If I understand your question correctly, you'd like to start with a set of potentially overlapping intervals and obtain a list of intervals that represents the UNION of the input set, rather than just the single interval spanning the mininum and maximum of the input set. This is the same question I had.

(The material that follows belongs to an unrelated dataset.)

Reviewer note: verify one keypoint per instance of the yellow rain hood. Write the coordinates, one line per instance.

A similar question was asked at: Union of intervals
... but the accepted response fails with overlapping intervals. However, hosolmaz (I am new to SO, so don't know how to link to this user) posted a modification (in Python) that fixes the issue, which I then converted to R as follows:
library(dplyr) # for %>%, arrange, bind_rows
interval_union <- function(input) {
if (nrow(input) == 1) {
return(input)
}
input <- input %>% arrange(start)
output = input[1, ]
for (i in 2:nrow(input)) {
x <- input[i, ]
if (output$stop[nrow(output)] < x$start) {
output <- bind_rows(output, x)
} else if (output$stop[nrow(output)] == x$start) {
output$stop[nrow(output)] <- x$stop
}
if (x$stop > output$stop[nrow(output)]) {
output$stop[nrow(output)] <- x$stop
}
}
return(output)
}
With your example with overlapping and non-contiguous intervals:
d <- as.data.frame(list(
start = c('2005-01-01', '2000-01-01', '2001-01-01'),
stop = c('2006-01-02', '2001-01-02', '2004-01-02')),
stringsAsFactors = FALSE)
This produces:
> d
start stop
1 2005-01-01 2006-01-02
2 2000-01-01 2001-01-02
3 2001-01-01 2004-01-02
> interval_union(d)
start stop
1 2000-01-01 2004-01-02
2 2005-01-01 2006-01-02
I am a relative novice to R programming, so if anyone could convert the interval_union() function above to accept as parameters not only the input data frame, but also the names of the 'start' and 'stop' columns to use so the function could be more easily re-usable, that'd be great.